La gente recurría a las más diversas argucias para sortear la vigilancia del cordón sanitario encargado de comprobar la validez de las invitaciones, porque se habían puesto en circulación decenas de millares de ejemplares falsificados.
Algunos llegaban en carrozas fúnebres y los gendarme s hincaban una larga pica de acero en los ataúdes, clavándolos a las tablas de roble para la eternidad, lo que evitaba que tuvieran que sacados para su inhumación y no causaba daño más que a los posibles muertos verdaderos, a los que se les hacía polvo la mortaja.

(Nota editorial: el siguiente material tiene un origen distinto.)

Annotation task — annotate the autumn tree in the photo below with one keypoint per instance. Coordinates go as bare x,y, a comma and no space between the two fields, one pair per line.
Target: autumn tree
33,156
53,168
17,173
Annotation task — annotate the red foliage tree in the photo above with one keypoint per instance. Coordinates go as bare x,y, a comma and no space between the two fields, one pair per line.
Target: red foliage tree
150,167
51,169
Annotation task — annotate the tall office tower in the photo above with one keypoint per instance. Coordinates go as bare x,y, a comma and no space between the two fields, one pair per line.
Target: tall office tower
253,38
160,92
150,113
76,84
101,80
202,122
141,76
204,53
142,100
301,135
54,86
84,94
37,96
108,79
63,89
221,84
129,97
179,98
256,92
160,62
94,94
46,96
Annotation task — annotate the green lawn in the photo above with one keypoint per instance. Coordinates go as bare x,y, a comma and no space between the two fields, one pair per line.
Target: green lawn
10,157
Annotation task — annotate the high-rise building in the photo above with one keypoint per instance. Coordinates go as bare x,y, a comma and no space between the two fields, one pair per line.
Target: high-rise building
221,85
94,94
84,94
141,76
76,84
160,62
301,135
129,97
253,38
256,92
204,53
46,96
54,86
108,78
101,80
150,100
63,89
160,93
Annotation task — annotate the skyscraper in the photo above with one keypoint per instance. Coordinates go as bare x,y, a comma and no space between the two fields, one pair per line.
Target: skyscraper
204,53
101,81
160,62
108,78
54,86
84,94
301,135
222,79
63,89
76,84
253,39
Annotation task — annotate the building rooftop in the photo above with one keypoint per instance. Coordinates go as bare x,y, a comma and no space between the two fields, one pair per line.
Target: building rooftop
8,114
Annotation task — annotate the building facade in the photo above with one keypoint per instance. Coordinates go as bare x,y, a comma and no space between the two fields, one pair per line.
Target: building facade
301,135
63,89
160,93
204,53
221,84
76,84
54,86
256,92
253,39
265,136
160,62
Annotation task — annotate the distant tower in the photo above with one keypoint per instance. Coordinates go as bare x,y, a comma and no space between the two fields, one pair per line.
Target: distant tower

Otros iban en avión especial y se lanzaban en paracaídas (también había peleas en el aeropuerto de Le Bourget para montar en el avión). Un equipo de bomberos los tomaba por blanco y, con las mangueras, los desviaba hacia el escenario, donde se ahogaban miserablemente. Finalmente, otros intentaban llegar por las alcantarillas.
A éstos se los rechazaba pisoteándoles los nudillos con calzado de clavos en el momento en que se agarraban al borde para izarse y salir; las ratas se encargaban del resto. Pero nada desalentaba a estos apasionados. No eran los mismos, fuerza es confesarlo, los que se ahogaban y los que perseveraban en sus tentativas, y el rumor ascendía hasta el cenit y resonaba en las nubes con un fragor cavernoso.
Sólo los puros, los que estaban al corriente, los íntimos, estaban provistos de invitaciones auténticas, fácilmente distinguibles de las falsas, y por esta razón iban pasando sin dificultad por un estrecho pasillo acondicionado al hilo de las casas y guardado, cada cincuenta centímetros, por un agente secreto disfrazado de servofreno. Sin embargo, había ya muchísimos, y la sala, llena ya, no cesaba de acoger, de segundo en minuto, a recién llegados.
Chick estaba en su sitio desde el día anterior. A precio de oro, había conseguido del portero el derecho de suplirle, rompiendo, para hacer posible esta suplencia, la pierna izquierda al susodicho portero con ayuda de un espeque de recambio. Chick, cuando se trataba de Partre, no regateaba los doblezones. Alise e Isis esperaban junto a él la llegada del conferenciante. Acababan de pasar la noche allí, afanosas de no perderse el acontecimiento. Chick, con su uniforme verde oscuro de portero, estaba seductor a más no poder. Estaba descuidando mucho su trabajo desde que había entrado en posesión de los veinticinco mil doblezones de Colin.